Zalane gospodarstwa, domy, piwnice, a nawet zerwany asfalt. To efekt gwałtownych opadów deszczu i gradu na Dolnym Śląsku.
- Trzy osoby zostały ewakuowane z zalanego mieszkania w Jeleniej Górze - powiedział dyżurny jeleniogórskiej straży pożarnej tuż przed godziną 20.00.
Na ul. Wrocławskiej, służby wprowadziły ruch wahadłowy. Droga prowadząca z Jeleniej Góry w kierunku stolicy Dolnego Śląska została częściowo zalana.
Zalana droga w Rybnicy
- W gminie Stara Kamienica w ciągu kilkunastu minut odebraliśmy przeszło 10 zgłoszeń o zalaniach i podtopieniach budynków mieszkalnych. W Wojcieszycach strumień wylał na drogę - poinformował około godz. 18.00 Andrzej Ciosk ze straży pożarnej w Jeleniej Górze.
O trudnej sytuacji w rejonie informują również mieszkańcy.
- W Rybnicy, która leży w zagłębieniu, woda spływa z rowów i pól. Do wsi nie można dojechać. Droga jest zalewana przez spływające potoki - powiedziała Małgorzata Choma mieszkająca koło Jeleniej Góry.
Kłodzko, Działoszyn, Zgorzelec
Nawałnice przeszły również nad Kotliną Kłodzką. - W ciągu kilku godzin mieliśmy przeszło 30 zgłoszeń o podtopieniach. Głównie z okolic Kudowy Zdroju oraz z Kłodzka - powiedział Janusz Marnik ze straży pożarnej w Kłodzku.
- Nad Działoszynem w powiecie zgorzeleckim deszcz padał bardzo intensywnie. Zalane zostały dwa mieszkania znajdujące się na parterze jednego z budynków - poinformował o godzinie 16.00 Tomasz Kucharski, z centrum zarządzania kryzysowego w Bogatyni.
Jak tłumaczył , spływająca z impetem woda, zerwała również asfalt z drogi powiatowej przebiegającej przez wieś.
Niewiele lepiej było w Zgorzelcu.
- Jest wiele podtopień, zalanych piwnic. Od popołudnia mamy bardzo dużo zgłoszeń - powiedział dyżurny straży pożarnej ze Zgorzelca.
Chmury nad Kamienna Górą
- Burzowe chmury nadciągnęły na teren powiatu kamiennogórskiego od strony Karpacza. Padał deszcz z gradem wielkości grochu – informowali mieszkańcy Kamiennej Góry.
- Najtrudniejsza sytuacja jest w Czadrowie, gdzie z koryta wylała rzeka Zadrna. Woda zaczęła się wdzierać na posesje, zalała także piwnice - informował w południe dyżurny straży pożarnej z Kamiennej Góry.

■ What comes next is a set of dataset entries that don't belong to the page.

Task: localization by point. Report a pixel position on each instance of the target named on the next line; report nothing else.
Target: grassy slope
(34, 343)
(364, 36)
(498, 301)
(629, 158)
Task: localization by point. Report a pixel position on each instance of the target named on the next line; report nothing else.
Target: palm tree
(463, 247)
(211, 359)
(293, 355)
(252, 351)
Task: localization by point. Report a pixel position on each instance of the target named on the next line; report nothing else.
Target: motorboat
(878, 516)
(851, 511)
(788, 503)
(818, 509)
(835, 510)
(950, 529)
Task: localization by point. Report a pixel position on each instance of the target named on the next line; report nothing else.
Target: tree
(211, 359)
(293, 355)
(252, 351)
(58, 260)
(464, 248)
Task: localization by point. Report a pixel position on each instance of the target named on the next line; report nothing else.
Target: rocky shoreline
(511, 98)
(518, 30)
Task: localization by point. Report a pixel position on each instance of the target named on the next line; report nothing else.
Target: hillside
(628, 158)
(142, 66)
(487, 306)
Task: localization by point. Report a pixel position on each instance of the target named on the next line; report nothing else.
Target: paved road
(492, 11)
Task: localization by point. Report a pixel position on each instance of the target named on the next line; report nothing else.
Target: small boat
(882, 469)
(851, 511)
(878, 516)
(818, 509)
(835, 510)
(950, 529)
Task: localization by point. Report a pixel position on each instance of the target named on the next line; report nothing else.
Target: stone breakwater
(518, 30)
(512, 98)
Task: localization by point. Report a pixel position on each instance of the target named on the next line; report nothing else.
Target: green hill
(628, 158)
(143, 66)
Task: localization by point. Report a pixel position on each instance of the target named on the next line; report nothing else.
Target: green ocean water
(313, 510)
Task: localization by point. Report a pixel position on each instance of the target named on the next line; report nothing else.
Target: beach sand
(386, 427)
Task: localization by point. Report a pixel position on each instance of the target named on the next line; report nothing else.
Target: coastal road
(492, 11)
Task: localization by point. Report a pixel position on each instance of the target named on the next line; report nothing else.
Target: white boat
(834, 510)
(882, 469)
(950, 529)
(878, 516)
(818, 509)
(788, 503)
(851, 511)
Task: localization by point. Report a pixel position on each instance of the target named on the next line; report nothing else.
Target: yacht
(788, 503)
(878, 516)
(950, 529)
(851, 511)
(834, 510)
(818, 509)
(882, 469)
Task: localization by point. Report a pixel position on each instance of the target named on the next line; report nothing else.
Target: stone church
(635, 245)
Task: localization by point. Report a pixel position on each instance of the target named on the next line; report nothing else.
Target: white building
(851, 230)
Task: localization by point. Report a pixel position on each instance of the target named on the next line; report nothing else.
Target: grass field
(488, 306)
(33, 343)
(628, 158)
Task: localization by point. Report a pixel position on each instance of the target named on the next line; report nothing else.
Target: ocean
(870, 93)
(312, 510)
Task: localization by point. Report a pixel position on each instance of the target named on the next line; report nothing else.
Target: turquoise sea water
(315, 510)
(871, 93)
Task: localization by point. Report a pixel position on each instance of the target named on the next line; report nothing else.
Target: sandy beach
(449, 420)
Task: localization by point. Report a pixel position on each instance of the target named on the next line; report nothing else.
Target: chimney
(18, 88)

Woda wylała również w pobliskim Borównie, gdzie zalanych zostało kilka domów. Na miejscu pracowało 10 zastępów straży pożarnej.
- Po 20 minutach opadu z brzegów wystąpił tam lokalny potok - poinformował dyżurny wałbrzyskiej straży pożarnej.
Tuż przed południem padał też grad. - Gradu leżącego na ziemi jest po kostki – poinformował Andrzej Pawlukiewicz, reporter TVN24.
Mokro w regionie
Po opadach deszczu podtopione były także drogi w Świeradowie Zdroju.
- Woda zalała dwie ulice w miejscowości. Nie można przejechać ul. 11 Listopada i Zakopiańską - powiedział Tadeusz Baka z centrum zarzadzania kryzysowego w Świeradowie.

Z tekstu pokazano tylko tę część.